Piramal Pharma will include: (a) Piramal Pharma Solutions, an end-to-end contract development and manufacturing (CDMO) business; (b) Piramal Critical Care, a complex hospital generics business selling specialized products across over 100 countries; (c) Consumer Products Division, a consumer healthcare business selling over-the-counter products in India; and (d) PEL’s investment in its joint venture with Allergan India, a leader in ophthalmology in the domestic market and in Convergence Chemicals Private Limited.
This transaction is one of the largest private equity deals in the Indian pharmaceutical sector and is expected to close in 2020, subject to customary closing conditions and regulatory approvals.

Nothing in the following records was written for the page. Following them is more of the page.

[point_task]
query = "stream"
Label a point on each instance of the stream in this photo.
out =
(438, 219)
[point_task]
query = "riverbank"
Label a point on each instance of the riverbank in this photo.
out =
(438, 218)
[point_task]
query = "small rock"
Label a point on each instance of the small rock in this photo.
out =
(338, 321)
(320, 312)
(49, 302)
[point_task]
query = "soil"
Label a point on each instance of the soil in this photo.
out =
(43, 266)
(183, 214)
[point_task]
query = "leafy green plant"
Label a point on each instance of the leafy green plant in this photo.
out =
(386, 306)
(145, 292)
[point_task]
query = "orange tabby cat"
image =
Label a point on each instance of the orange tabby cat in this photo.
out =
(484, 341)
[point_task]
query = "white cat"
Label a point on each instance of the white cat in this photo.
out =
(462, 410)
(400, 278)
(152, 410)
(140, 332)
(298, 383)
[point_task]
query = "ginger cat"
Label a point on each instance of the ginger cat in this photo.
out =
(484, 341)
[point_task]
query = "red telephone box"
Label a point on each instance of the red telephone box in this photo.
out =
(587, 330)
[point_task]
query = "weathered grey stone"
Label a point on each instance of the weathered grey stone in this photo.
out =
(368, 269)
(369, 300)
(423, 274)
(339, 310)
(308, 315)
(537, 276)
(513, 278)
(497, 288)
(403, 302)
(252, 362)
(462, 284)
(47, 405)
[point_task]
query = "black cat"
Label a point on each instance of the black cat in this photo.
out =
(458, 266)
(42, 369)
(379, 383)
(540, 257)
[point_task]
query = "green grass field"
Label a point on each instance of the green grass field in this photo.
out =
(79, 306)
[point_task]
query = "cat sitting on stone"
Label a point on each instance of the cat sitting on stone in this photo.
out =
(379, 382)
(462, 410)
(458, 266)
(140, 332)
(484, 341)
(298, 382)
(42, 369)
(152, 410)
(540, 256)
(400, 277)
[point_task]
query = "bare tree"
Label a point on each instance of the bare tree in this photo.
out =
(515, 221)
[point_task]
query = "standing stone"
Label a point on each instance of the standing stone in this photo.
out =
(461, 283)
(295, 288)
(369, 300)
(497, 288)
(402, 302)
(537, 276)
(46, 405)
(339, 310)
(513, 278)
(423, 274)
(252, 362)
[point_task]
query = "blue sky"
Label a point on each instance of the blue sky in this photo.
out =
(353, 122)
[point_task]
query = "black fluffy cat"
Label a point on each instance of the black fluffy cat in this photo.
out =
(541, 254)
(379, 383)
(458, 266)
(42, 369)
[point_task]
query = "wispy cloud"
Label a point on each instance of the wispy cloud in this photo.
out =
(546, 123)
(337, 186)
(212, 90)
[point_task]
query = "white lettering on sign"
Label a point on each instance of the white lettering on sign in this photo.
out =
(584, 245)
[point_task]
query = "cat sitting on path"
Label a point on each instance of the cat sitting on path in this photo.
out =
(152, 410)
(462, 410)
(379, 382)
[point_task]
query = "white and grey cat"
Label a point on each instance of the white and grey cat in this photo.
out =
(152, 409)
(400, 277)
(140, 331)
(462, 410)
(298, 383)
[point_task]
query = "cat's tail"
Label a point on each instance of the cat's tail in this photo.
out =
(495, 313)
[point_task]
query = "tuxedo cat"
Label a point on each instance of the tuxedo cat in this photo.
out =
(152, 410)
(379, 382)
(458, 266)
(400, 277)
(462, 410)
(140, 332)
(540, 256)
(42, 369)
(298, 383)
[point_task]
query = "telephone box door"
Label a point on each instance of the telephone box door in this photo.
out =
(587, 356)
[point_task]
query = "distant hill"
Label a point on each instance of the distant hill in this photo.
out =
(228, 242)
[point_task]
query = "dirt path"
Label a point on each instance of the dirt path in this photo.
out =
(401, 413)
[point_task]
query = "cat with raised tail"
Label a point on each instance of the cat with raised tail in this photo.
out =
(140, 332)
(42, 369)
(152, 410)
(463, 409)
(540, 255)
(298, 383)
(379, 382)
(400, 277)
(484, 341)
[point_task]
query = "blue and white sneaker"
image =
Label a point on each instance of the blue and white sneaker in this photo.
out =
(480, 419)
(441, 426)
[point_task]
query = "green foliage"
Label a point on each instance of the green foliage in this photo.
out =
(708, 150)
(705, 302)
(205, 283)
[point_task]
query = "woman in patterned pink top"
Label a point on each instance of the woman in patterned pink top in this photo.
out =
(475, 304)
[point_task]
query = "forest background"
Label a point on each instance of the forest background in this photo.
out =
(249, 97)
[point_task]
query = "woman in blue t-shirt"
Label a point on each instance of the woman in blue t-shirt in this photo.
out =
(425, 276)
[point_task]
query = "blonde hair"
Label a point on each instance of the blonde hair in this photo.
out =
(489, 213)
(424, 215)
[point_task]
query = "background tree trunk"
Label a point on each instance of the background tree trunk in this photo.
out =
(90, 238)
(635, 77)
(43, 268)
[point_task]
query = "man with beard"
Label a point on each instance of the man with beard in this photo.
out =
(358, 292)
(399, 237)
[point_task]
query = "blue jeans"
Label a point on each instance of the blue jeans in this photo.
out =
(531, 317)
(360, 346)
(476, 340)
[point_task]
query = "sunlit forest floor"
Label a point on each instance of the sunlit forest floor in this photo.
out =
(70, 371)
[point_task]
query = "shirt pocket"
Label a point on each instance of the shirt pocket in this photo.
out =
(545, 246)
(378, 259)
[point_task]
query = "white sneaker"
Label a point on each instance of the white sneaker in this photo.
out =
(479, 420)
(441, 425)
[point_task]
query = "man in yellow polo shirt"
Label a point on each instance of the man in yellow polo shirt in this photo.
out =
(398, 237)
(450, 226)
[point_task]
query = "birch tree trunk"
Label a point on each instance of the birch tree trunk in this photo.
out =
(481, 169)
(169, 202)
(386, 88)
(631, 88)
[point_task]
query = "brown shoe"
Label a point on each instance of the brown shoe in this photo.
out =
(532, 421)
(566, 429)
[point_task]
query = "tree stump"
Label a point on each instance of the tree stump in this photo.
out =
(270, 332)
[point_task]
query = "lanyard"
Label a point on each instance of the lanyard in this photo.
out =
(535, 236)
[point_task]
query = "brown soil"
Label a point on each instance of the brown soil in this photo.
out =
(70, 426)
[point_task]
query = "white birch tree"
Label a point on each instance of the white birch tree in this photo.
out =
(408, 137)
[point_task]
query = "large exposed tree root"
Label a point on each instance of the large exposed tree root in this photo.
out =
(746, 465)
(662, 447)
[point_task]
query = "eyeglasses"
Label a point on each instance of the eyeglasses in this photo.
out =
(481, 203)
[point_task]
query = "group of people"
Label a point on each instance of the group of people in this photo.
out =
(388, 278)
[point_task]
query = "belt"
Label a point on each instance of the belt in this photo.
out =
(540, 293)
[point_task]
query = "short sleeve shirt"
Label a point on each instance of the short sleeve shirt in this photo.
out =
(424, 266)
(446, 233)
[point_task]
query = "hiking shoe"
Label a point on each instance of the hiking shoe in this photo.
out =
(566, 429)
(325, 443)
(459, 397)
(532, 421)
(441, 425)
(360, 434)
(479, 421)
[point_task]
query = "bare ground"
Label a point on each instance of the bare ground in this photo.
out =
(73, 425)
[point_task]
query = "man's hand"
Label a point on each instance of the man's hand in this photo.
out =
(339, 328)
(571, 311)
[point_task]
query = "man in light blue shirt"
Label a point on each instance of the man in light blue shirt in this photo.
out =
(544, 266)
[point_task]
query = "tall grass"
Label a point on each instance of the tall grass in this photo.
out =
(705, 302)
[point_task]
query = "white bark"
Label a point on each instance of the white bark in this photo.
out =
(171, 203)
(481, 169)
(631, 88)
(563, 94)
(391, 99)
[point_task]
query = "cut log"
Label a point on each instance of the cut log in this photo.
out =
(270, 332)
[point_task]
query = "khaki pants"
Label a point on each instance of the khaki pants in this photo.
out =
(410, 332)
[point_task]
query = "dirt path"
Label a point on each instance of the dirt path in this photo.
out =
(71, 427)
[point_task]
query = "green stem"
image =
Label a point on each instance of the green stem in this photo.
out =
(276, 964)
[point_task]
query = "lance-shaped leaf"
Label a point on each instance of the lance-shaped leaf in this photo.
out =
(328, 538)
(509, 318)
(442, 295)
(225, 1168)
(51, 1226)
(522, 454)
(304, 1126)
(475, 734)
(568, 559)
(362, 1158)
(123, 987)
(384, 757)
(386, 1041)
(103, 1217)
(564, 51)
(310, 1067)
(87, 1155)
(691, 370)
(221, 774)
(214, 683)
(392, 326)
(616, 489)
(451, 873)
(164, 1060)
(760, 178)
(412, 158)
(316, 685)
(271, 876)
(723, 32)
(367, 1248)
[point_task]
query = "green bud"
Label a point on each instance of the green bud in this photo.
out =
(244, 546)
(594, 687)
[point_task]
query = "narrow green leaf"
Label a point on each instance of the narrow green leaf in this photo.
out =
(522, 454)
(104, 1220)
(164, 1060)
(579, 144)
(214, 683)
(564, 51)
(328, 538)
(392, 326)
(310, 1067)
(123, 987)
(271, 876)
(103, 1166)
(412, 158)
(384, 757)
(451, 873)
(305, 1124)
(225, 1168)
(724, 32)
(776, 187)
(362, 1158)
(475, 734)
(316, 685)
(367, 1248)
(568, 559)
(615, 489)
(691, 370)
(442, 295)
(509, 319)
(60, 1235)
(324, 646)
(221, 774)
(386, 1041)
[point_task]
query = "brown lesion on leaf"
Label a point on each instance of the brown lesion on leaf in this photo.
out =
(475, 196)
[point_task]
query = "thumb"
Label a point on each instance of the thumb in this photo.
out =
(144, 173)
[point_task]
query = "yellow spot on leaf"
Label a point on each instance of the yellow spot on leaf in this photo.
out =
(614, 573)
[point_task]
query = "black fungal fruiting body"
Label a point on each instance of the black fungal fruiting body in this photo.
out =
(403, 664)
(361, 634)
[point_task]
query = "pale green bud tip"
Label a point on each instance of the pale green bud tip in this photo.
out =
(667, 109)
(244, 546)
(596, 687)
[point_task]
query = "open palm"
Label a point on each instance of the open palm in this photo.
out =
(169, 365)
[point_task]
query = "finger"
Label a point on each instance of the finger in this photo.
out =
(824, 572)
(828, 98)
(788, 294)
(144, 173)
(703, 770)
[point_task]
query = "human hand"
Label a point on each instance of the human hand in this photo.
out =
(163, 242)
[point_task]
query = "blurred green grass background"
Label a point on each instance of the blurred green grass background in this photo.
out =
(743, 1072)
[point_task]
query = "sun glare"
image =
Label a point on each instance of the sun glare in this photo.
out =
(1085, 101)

PEL is one of India's largest diversified companies, with a presence in financial services and pharmaceuticals. PEL’s pharmaceuticals business has end-to-end manufacturing capabilities across 13 global facilities and a large global distribution network in over 100 countries, sells a portfolio of differentiated pharmaceutical products, and provides an entire pool of pharmaceutical services (including for injectables and high-potency API).
The Covington team included Ralph Voltmer, Brian Yang, and Chul Hun Lee (corporate), Michael Stern, Stephanie Resnik, and Benjamin Weksberg (food & drug regulatory), Sarah Cowlishaw, Adem Koyuncu, Katharina Ewert, and Raj Gathani (EU regulatory), Robin Blaney (EU life sciences transactions), Mike McLaren and Chloë Taylor (South Africa corporate), Jan Friedeborn (Germany corporate), Denitsa Marinova (UK corporate), Don Elliott, Thomas Brugato, and Lindsay Brewer (environmental), Michael Francese, Chris Bracebridge, Brady McDaniel, and Antonio Michaelides (employee benefits), Winslow Taub and Brandon Palmen (intellectual property), Kathleen Gallagher-Duff (trademarks), Heather Haberl, Hilary Prescott, Geraldine Pigot, and Adam Osielski (real estate), Kurt Wimmer and Hannah Lepow (data privacy), Kim Strosnider, Joshua Williams, and Dana Watts (export control), and Donald Ridings, and Sarah Crowder (anti-corruption).